Viewers might be advised that this isn't a series that is necessarily suitable for young children. There is plenty of sex and nudity (between Claire and her husband Frank) in the first episode of the TV series. If the TV series closely follows the books, that is likely to continue in later episodes. In the first episode, there are also battle scenes and some fairly graphic scenes showing Claire, a nurse, treating various injuries.

Some of the early online reviews, including one at Buzzfeed, are praising Claire as a strong feminist heroine. It's certainly true that Claire is shown as a strong woman who is comfortable with her body and with expressing her sexuality with her husband. She is also shown on screen as a combat nurse, treating an injured World War II soldier, and later treating Jamie's gunshot wound. Claire remains equally strong-willed, competent and likeable throughout the book series.

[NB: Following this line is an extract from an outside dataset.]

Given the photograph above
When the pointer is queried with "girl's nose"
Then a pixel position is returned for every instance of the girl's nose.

However, the reviewers might try to eat their words in a few months if the show is as true to the book as it promises to be. Let's just say that in the Scotland of the 1700s it was legal for husbands to spank or strap their wives, as Claire will discover. The rationale in that period was that a husband could be held legally accountable for his wife's public misbehavior, so he had a right to "chastise" her in the way he would his children or his servants. Feminist reviewers will likely not be pleased, even though the scene is true to the time period. Still, there is a good reason for the scene; it only happens once and Claire and her new husband come to an understanding afterwards. "Outlander" isn't "50 Shades of Grey" by a long shot. Hopefully the TV series should be able to demonstrate why the characters act and react as they do.

This is a promising series that I hope will continue to be as entertaining as the first episode.